Dynamic Trees and Position-encoding Dynamic Trees
From Quadtrees to Dynamic Trees
Dynamic trees have grown up in response to the problems of image
segmentation. The underlying need is one of building models of images.
Traditional modelling techniques tend to be non-probabilistic, and
therefore somewhat ad-hoc, although reasonable performance can be
achieved if the methods accurately represent image
structure. Probabilistic models often take the form of Markov random
fields. These have a flat structure, and although they capture some of
the local coherence of the image, they have no hierarchical
structure. Tree based structures promise to provide that hierarchy,
and at the same time may well enable the concept of an object to be
captured in some form.
Probabilistic quadtree models (a two dimensional version of the binary
tree) were developed by Chris Williams and Xiaojuan Feng. The leaf nodes of the
quadtree represent the local class labels of the image (for
segmentation). The probabilistic map from the leaf node classes to the image
pixels was modelled using a neural network. The adjacent diagram shows
the form of a binary tree.
Quadtrees have the advantage of their tree structure. Belief
propagation can be used to obtain the marginal probabilities of each
node given the data, and to obtain the likelihood of the
tree. Practical results on real segmentation problems have been reasonable.

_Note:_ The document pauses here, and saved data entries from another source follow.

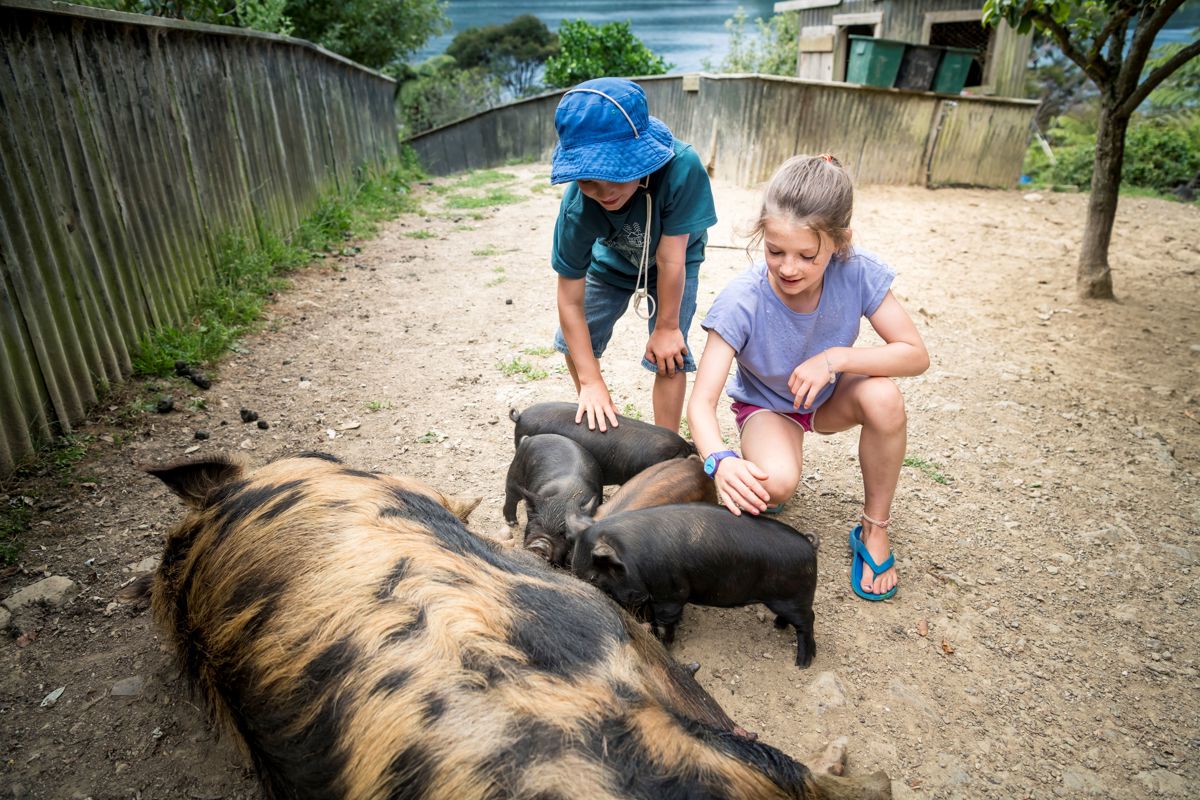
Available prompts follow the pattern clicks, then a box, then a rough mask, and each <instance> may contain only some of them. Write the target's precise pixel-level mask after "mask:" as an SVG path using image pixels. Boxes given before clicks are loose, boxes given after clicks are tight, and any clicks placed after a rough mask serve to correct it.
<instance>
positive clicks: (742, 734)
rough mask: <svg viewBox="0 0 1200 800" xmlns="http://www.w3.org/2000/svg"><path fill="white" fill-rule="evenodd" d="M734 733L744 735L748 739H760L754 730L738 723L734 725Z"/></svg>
mask: <svg viewBox="0 0 1200 800" xmlns="http://www.w3.org/2000/svg"><path fill="white" fill-rule="evenodd" d="M733 735H734V736H742V738H743V739H745V740H746V741H758V734H756V733H755V732H754V730H746V729H745V728H743V727H742V726H739V724H736V723H734V726H733Z"/></svg>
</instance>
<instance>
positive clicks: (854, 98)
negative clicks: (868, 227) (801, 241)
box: [409, 74, 1037, 188]
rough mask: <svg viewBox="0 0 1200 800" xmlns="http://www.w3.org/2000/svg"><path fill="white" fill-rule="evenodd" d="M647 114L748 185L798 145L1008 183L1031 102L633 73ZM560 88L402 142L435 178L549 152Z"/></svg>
mask: <svg viewBox="0 0 1200 800" xmlns="http://www.w3.org/2000/svg"><path fill="white" fill-rule="evenodd" d="M637 82H638V83H640V84H641V85H642V88H643V89H644V90H646V95H647V102H648V103H649V107H650V113H652V114H654V115H655V116H658V118H659V119H661V120H662V121H664V122H666V124H667V126H670V127H671V131H672V132H673V133H674V134H676V137H678V138H679V139H683V140H684V142H688V143H690V144H691V145H692V146H695V148H696V150H697V151H698V152H700V155H701V158H703V160H704V163H706V164H707V166H708V168H709V172H710V174H712V175H713V176H714V178H719V179H722V180H728V181H731V182H734V184H742V185H752V184H757V182H760V181H763V180H766V179H767V178H769V176H770V173H772V172H773V170H774V169H775V167H778V166H779V164H780V163H781V162H782V161H784V160H785V158H787V157H788V156H792V155H794V154H798V152H833V154H836V155H838V157H839V158H840V160H841V161H842V162H844V163H846V166H847V168H848V169H851V172H852V174H853V175H854V179H856V181H857V182H859V184H910V185H918V186H950V185H955V186H958V185H961V186H989V187H1006V188H1007V187H1010V186H1014V185H1015V184H1016V180H1018V178H1019V176H1020V169H1021V161H1022V158H1024V155H1025V148H1026V144H1027V143H1028V131H1030V121H1031V120H1032V119H1033V112H1034V109H1036V107H1037V103H1036V102H1033V101H1024V100H1009V98H994V97H949V96H946V95H935V94H932V92H914V91H902V90H896V89H874V88H870V86H857V85H853V84H841V83H823V82H814V80H802V79H799V78H778V77H773V76H708V74H700V76H662V77H653V78H638V79H637ZM559 97H562V92H551V94H546V95H540V96H538V97H533V98H529V100H523V101H518V102H515V103H509V104H506V106H502V107H499V108H494V109H491V110H487V112H484V113H481V114H476V115H474V116H469V118H467V119H463V120H458V121H457V122H452V124H450V125H445V126H442V127H439V128H436V130H433V131H428V132H425V133H421V134H419V136H415V137H413V138H410V139H409V144H412V145H413V148H414V149H415V150H416V154H418V155H419V156H420V158H421V163H422V164H424V166H425V168H426V169H427V170H428V172H431V173H432V174H436V175H445V174H450V173H455V172H460V170H464V169H480V168H487V167H497V166H500V164H504V163H505V162H510V161H522V160H524V161H529V160H535V161H538V160H548V158H550V154H551V151H552V150H553V148H554V143H556V142H557V140H558V137H557V134H556V132H554V107H556V106H557V104H558V100H559Z"/></svg>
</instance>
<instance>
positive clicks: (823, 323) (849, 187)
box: [688, 155, 929, 600]
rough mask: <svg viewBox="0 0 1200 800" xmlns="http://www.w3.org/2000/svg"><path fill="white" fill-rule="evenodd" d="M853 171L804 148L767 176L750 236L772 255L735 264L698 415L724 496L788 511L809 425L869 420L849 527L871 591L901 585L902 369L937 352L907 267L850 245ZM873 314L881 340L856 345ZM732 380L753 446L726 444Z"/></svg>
mask: <svg viewBox="0 0 1200 800" xmlns="http://www.w3.org/2000/svg"><path fill="white" fill-rule="evenodd" d="M852 206H853V188H852V186H851V181H850V176H848V175H847V174H846V170H845V169H844V168H842V167H841V164H840V163H839V162H838V160H836V158H834V157H833V156H829V155H822V156H796V157H793V158H790V160H788V161H786V162H785V163H784V166H782V167H780V168H779V169H778V170H776V172H775V174H774V176H773V178H772V179H770V182H769V184H768V186H767V190H766V194H764V197H763V203H762V210H761V212H760V215H758V219H757V222H756V223H755V225H754V229H752V236H751V245H750V246H751V247H754V246H755V245H756V243H757V241H758V240H762V242H763V251H764V252H763V259H764V260H763V261H760V263H756V264H754V265H752V266H751V267H750V269H749V270H746V271H745V272H744V273H742V275H740V276H738V277H737V278H734V279H733V281H732V282H731V283H730V285H727V287H726V288H725V289H724V290H722V291H721V294H720V295H719V296H718V297H716V300H715V301H714V302H713V307H712V309H710V311H709V312H708V317H706V318H704V321H703V323H702V327H703V329H704V330H707V331H708V342H707V344H706V347H704V354H703V356H702V357H701V361H700V368H698V371H697V373H696V383H695V386H694V387H692V395H691V399H690V402H689V403H688V422H689V426H690V427H691V433H692V437H694V439H695V443H696V447H697V450H698V451H700V452H701V453H702V455H704V456H707V459H706V462H704V471H706V473H708V475H709V476H710V477H712V479H713V480H714V481H716V491H718V498H719V500H720V503H721V504H724V505H725V506H726V507H727V509H728V510H730V511H732V512H733V513H734V515H740V513H742V512H743V511H749V512H750V513H758V512H762V511H767V512H776V511H779V509H780V507H781V506H782V504H784V501H785V500H787V499H788V498H791V497H792V493H793V492H794V491H796V487H797V485H798V483H799V481H800V474H802V473H800V469H802V465H803V461H804V458H803V445H804V433H805V432H806V431H815V432H816V433H822V434H828V433H836V432H839V431H847V429H850V428H852V427H857V426H860V427H862V433H860V434H859V439H858V459H859V465H860V468H862V471H863V492H864V506H863V513H862V517H860V523H862V524H859V525H856V527H854V529H853V530H852V531H851V533H850V545H851V549H852V552H853V563H852V567H851V588H852V589H853V590H854V593H856V594H858V595H859V596H860V597H864V599H866V600H887V599H888V597H890V596H893V595H894V594H895V587H896V573H895V569H894V567H893V564H894V559H893V555H892V551H890V545H889V541H888V524H889V523H890V522H892V498H893V497H894V494H895V488H896V481H898V480H899V477H900V465H901V462H902V461H904V453H905V444H906V417H905V408H904V398H902V397H901V395H900V390H899V389H898V387H896V385H895V384H894V383H893V381H892V380H889V378H892V377H901V375H919V374H920V373H923V372H924V371H925V369H926V368H928V367H929V354H928V353H926V351H925V344H924V343H923V342H922V338H920V333H918V332H917V327H916V325H913V323H912V319H910V317H908V314H907V313H906V312H905V309H904V308H902V307H901V306H900V302H899V301H898V300H896V299H895V296H894V295H893V294H892V290H890V285H892V279H893V277H894V276H895V272H894V271H893V270H892V269H890V267H889V266H887V265H886V264H883V263H882V261H880V260H877V259H876V258H875V257H874V255H871V254H869V253H865V252H863V251H859V249H857V248H853V247H851V229H850V216H851V210H852ZM862 317H866V319H868V321H870V323H871V327H874V329H875V332H876V333H878V335H880V338H882V339H883V344H882V345H881V347H871V348H868V347H857V348H856V347H853V344H854V339H856V338H857V337H858V327H859V319H860V318H862ZM734 360H736V361H737V372H736V374H734V375H733V380H732V381H730V386H728V391H727V393H728V396H730V397H731V398H732V399H733V405H732V410H733V415H734V419H736V422H737V426H738V431H739V432H740V434H742V455H740V456H739V455H738V453H737V452H734V451H732V450H726V449H725V446H724V444H722V440H721V433H720V428H719V426H718V422H716V401H718V397H719V395H720V391H721V386H722V385H724V384H725V380H726V378H727V375H728V372H730V363H731V362H732V361H734Z"/></svg>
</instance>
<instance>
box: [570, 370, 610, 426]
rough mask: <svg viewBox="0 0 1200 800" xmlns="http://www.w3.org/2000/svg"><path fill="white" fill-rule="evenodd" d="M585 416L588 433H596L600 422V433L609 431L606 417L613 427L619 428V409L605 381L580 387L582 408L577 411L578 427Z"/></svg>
mask: <svg viewBox="0 0 1200 800" xmlns="http://www.w3.org/2000/svg"><path fill="white" fill-rule="evenodd" d="M584 414H586V415H587V417H588V431H595V429H596V423H598V422H599V423H600V433H605V432H606V431H607V429H608V427H607V426H606V425H605V419H606V417H607V421H608V423H610V425H612V427H614V428H616V427H617V407H616V405H613V404H612V397H610V396H608V386H606V385H605V383H604V380H600V381H599V383H594V384H582V385H581V386H580V408H578V410H577V411H575V423H576V425H578V423H580V422H581V421H582V420H583V415H584Z"/></svg>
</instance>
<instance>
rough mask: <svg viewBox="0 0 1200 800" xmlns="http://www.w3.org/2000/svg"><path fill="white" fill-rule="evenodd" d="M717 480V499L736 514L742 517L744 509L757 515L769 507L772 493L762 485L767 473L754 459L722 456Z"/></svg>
mask: <svg viewBox="0 0 1200 800" xmlns="http://www.w3.org/2000/svg"><path fill="white" fill-rule="evenodd" d="M715 480H716V500H718V501H719V503H720V504H721V505H722V506H725V507H726V509H728V510H730V511H732V512H733V513H734V515H736V516H738V517H740V516H742V511H743V510H745V511H749V512H750V513H754V515H757V513H758V512H760V511H763V510H766V509H767V501H768V500H770V494H768V493H767V489H764V488H763V486H762V481H766V480H767V473H764V471H762V469H760V468H758V465H757V464H755V463H754V462H752V461H746V459H744V458H736V457H733V456H730V457H728V458H722V459H721V463H720V464H718V467H716V476H715Z"/></svg>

Their main disadvantage is their fixed structure. Quadtrees
produce blocky artefacts in their segmentation
due to the fact that two (spatially) adjacent
leaf nodes might only be path connected through a vertex far up the
tree hierarchy.
One way around this type of problem is to use dynamic trees (see the
diagram below). This is a mixture of tree structures formed by
allowing each vertex to `choose' its parent. This reduces the blockiness problem
of the quadtree, because any two leaf nodes can be connected at any level of hierarchy.
Dynamic tree models are in fact tree mixtures, and because the number of trees in the mixture grows exponentially with
network size, exact belief propagation becomes intractable. We have to
resort to the approximation techniques outlined earlier. I have been
pursuing work on this in collaboration with Chris Williams, Stephen Felderhof and Nick Adams.